The Corner

Kristof Is Wrong to Hail the ‘Birth Control Solution’

Today’s opinion page of the New York Times features Nicholas Kristof hailing “The Birth Control Solution” to “many of the global problems that confront us.” This is nothing new for Kristof. His column this past Mother’s Day rightly called attention to the 350,000 women who die from childbirth each year, while wrongfully naming family planning as the solution. Today Kristof extends that familiar line of reasoning, wildly speculating that birth control could solve climate change and civil wars.

Before I continue, let me note that I have respect for Kristof’s journalistic work highlighting various human-rights abuses around the world, which has made him worthy of the two Pulitzers he’s been awarded. Somewhere along his many trips around the globe, however, he’s failed to realize the ineffectiveness of contraception and see the real needs of poor populations — particularly mothers and girls.

Let’s start with his first claim of overpopulation: “It took humans hundreds of thousands of years, until the year 1804, to reach the first billion. It took another 123 years to reach two billion, in 1927. Since then, we’ve been passing these milestones like billboards along a highway.” While it is true that world population has been rapidly growing, the future doesn’t look as bountiful. In more than 75 countries the replacement rate is well under the standard rate a country needs to sustain itself, 2.1 children per woman. No respectable demographer — or U.N. agency — believes that our population will double itself again anytime soon. At the present rate, most countries won’t even be able to fill their work forces.

While the Population Division of the U.N.’s Department of Economic and Social Affairs has predicted that the world’s population could increase from 7 to 10 billion over the next 90 years, this will be a very different kind of growth from what we’ve experienced before. Last month’s report from the Social Trends Institute and the National Marriage Project, “The Sustainable Demographic Dividend,” found that “53 percent of world population growth will come from increases in the numbers of people over 60, while only 7 percent will come from people under 30.” This means that the majority of our population growth is actually coming from people living longer — something that birth control can do absolutely nothing to reverse. The same report predicts that by the turn of the next century, world population will actually begin to fall if current birth rates continue their downward trajectory. This backs Kristof into a corner — unless he wants to advocate for the killing off of the poor, like the granddaddy of overpopulation theories, Thomas Malthus, which Kristof obviously wouldn’t do.

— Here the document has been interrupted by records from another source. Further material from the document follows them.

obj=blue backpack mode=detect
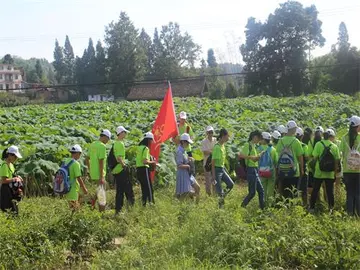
[53,159,75,195]
[259,146,274,178]
[278,138,297,178]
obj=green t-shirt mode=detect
[112,140,125,174]
[312,140,340,179]
[89,141,106,180]
[136,145,150,168]
[177,123,194,152]
[0,162,15,179]
[276,136,304,177]
[212,143,226,168]
[301,142,309,175]
[241,142,259,168]
[64,158,81,201]
[340,134,360,173]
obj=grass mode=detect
[0,180,360,269]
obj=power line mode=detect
[9,63,359,91]
[0,5,360,42]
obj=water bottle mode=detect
[97,185,106,206]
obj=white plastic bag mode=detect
[96,185,106,206]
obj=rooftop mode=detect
[127,78,206,100]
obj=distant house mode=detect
[29,88,69,102]
[0,64,24,92]
[127,78,207,100]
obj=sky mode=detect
[0,0,360,63]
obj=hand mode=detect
[335,177,340,187]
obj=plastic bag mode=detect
[96,185,106,206]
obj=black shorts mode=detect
[298,175,309,193]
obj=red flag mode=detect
[150,82,179,181]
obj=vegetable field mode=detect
[0,94,360,269]
[0,94,360,195]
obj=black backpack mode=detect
[205,154,212,172]
[319,142,335,172]
[107,145,118,171]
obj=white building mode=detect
[0,64,23,91]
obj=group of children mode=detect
[183,116,360,212]
[0,112,360,215]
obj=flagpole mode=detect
[168,80,179,134]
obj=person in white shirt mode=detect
[201,126,216,195]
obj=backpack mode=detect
[205,154,212,172]
[278,138,297,177]
[259,146,274,178]
[319,142,335,172]
[347,142,360,171]
[53,159,75,195]
[236,144,252,180]
[107,145,118,171]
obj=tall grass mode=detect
[0,182,360,269]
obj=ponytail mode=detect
[217,128,229,141]
[314,131,322,145]
[1,148,9,160]
[324,132,330,140]
[349,125,358,149]
[248,130,261,142]
[302,128,312,145]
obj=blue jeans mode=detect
[344,173,360,216]
[215,167,234,196]
[242,167,265,209]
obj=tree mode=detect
[153,22,201,79]
[53,39,66,83]
[225,83,238,98]
[338,22,350,52]
[207,49,217,68]
[64,36,75,84]
[330,22,360,94]
[95,40,107,83]
[105,12,146,96]
[240,1,325,96]
[35,59,44,79]
[2,54,14,65]
[200,58,207,71]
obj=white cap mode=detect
[180,112,187,119]
[286,120,298,129]
[116,126,129,135]
[6,145,22,158]
[349,115,360,127]
[277,125,287,134]
[144,132,154,140]
[271,130,281,140]
[295,127,304,136]
[180,133,193,143]
[206,126,214,132]
[100,129,111,139]
[315,126,324,133]
[261,132,271,140]
[325,128,336,137]
[70,144,82,153]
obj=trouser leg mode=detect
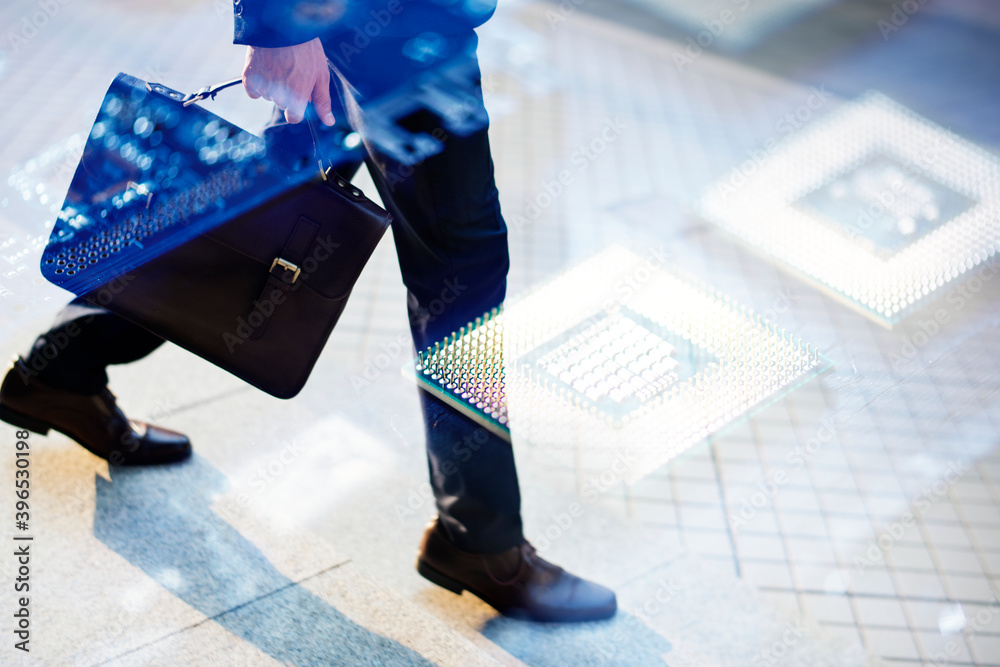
[25,298,163,394]
[318,33,524,553]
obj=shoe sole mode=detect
[417,559,470,597]
[417,558,617,623]
[0,403,52,435]
[0,403,191,466]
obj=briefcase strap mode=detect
[247,216,319,340]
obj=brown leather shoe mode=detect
[0,359,191,466]
[417,519,617,623]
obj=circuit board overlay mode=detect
[696,93,1000,327]
[414,247,832,482]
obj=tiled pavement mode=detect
[0,1,1000,665]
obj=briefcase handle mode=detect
[146,77,333,181]
[181,77,243,107]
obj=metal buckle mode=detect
[268,257,302,285]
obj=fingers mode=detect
[243,74,260,100]
[312,70,336,126]
[243,39,334,125]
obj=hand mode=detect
[243,38,334,125]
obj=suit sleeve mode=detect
[233,0,347,48]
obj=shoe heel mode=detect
[0,404,51,435]
[417,560,465,595]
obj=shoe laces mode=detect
[483,541,537,586]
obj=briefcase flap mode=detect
[205,171,390,299]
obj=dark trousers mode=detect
[26,33,524,552]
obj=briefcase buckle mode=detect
[269,257,302,285]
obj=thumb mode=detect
[312,76,336,125]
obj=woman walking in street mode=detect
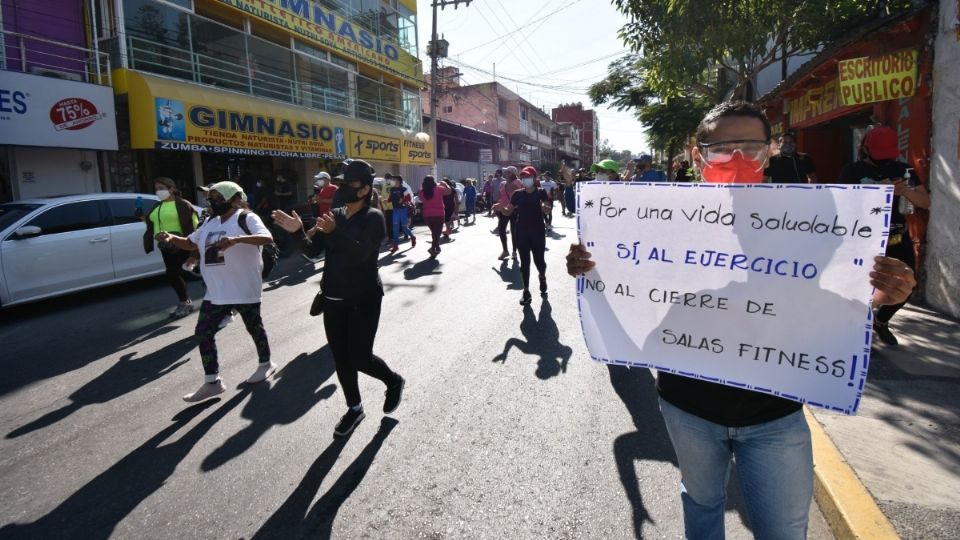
[443,178,460,238]
[493,167,523,259]
[507,167,548,306]
[143,176,198,319]
[417,176,452,257]
[273,159,404,437]
[158,182,277,402]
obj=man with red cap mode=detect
[507,167,548,306]
[840,126,930,347]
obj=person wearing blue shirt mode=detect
[628,154,667,182]
[463,178,477,223]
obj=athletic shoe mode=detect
[247,362,277,384]
[183,379,227,403]
[170,302,193,319]
[873,321,900,347]
[383,377,407,414]
[333,409,367,437]
[220,309,234,330]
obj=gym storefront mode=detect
[109,70,433,206]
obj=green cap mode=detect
[590,159,620,174]
[209,182,247,201]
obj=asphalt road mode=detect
[0,216,830,539]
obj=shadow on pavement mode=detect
[493,299,573,380]
[7,336,196,439]
[263,252,323,292]
[607,364,749,538]
[403,259,443,281]
[491,259,523,291]
[0,391,248,540]
[253,417,400,540]
[200,345,337,471]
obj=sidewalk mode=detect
[810,305,960,539]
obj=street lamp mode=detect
[427,0,473,177]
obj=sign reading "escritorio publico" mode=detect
[839,49,918,105]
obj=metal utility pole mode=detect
[427,0,473,176]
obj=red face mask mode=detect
[702,152,763,184]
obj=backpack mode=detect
[237,211,280,279]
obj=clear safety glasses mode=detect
[697,141,770,165]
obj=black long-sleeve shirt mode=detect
[321,207,387,301]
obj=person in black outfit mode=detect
[273,160,405,437]
[840,126,930,346]
[507,167,548,306]
[763,131,817,184]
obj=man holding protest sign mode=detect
[567,103,916,538]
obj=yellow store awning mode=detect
[114,70,434,165]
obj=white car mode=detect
[0,193,171,306]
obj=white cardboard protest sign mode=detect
[577,182,893,414]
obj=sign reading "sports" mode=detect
[839,49,918,105]
[347,131,401,163]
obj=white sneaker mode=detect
[220,310,236,330]
[247,362,277,384]
[183,379,227,403]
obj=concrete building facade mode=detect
[924,0,960,317]
[423,68,556,167]
[551,103,600,167]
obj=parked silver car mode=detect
[0,193,164,306]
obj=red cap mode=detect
[863,126,900,159]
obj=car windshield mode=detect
[0,203,40,231]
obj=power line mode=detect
[460,0,582,54]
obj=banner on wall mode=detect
[838,49,919,105]
[216,0,423,88]
[0,71,117,150]
[577,182,893,414]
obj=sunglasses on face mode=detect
[697,140,770,165]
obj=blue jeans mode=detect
[660,399,813,540]
[390,208,413,244]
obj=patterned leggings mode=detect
[194,300,270,375]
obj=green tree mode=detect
[608,0,912,103]
[588,55,714,178]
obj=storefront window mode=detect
[357,76,381,122]
[297,55,353,116]
[247,37,293,102]
[397,6,417,56]
[190,17,248,92]
[124,0,193,79]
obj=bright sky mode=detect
[417,0,649,154]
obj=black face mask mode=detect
[210,201,231,216]
[337,184,365,204]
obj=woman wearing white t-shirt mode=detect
[158,182,276,402]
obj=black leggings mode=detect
[516,231,547,291]
[323,296,400,407]
[877,234,916,323]
[423,216,443,248]
[158,248,190,302]
[497,212,517,251]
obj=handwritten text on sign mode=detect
[577,182,893,414]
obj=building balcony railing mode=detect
[0,30,111,86]
[127,32,421,131]
[507,150,530,163]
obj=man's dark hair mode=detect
[697,101,773,143]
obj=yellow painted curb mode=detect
[803,407,900,540]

What about those women and girls in Africa who, as Kristof mentions, “have never heard of birth control”? Won’t they be faced with unwanted pregnancies and possibly die during childbirth? “It is true that the UNFPA’s report “Giving Birth Should Not Be a Matter of Life and Death” claims that family planning could reduce maternal deaths by 20 percent. But continue on, dear reader! One paragraph later, they note that skilled birth attendants and back-up emergency obstetric care would reduce maternal deaths by 75 percent. One can follow the money and easily see that U.N. and other international funding heavily favors family planning rather than providing these mothers with better care, which could save many more lives. Along with providing basic health care, this same funding could also be redirected to better educate women and girls, which, as many economists have noted, is a far more effective form of “family planning.”

Kristof ends his column with what he calls a “ray of hope” — a new group of evangelical Christians, the New Evangelical Partnership for the Common Good, which is drafting a statement in support of family planning. The draft statement calls family planning a “contribution to family well-being, women’s health, and the prevention of abortion.” Meanwhile, here in New York City, we have a city-wide 41 percent abortion rate, with 54 percent of the women who obtain an abortion admitting they were using some form of contraception during the month they conceived. Simple math and common sense seem to indicate that something isn’t working here. In response to these staggering numbers, Mayor Bloomberg has ignored the root causes and issued a city-wide order requiring mandatory sexual education that preferences contraceptives as the solution to bringing down the number of unwanted pregnancies rather than promoting behavioral and lifestyle changes.

Like Kristof, I’ll conclude with my own ray of hope. New York City residents and parents have decided that enough is enough. Instead of simply accepting the mayor’s mandate and settling for solutions that have already proven ineffective, a group entitled the NYC Parents’ Choice Coalition is demanding an alternative. Weary of the broken methods of the past, they want an evidenced-based and biologically informed approach to sexual education that promotes abstinence and healthy decision making to their children. This approach both respects individual freedom and addresses the root causes — which the current curriculum fails to do.

While there are cultural considerations that must be taken into account, many of the problems of maternal health, sexual education, and reproductive health aren’t any more unique to the Congo than they are to the Bronx. Approaches that are rooted in respect for individual freedom and address the human person as a whole always win out. Investing in education for girls and proper care for mothers will prove to be a far more effective use of resources and will ultimately yield a world with exceedingly better conditions, not only for “baby seven billion” but for future generations.

— Christopher White is the international director of operations for the World Youth Alliance.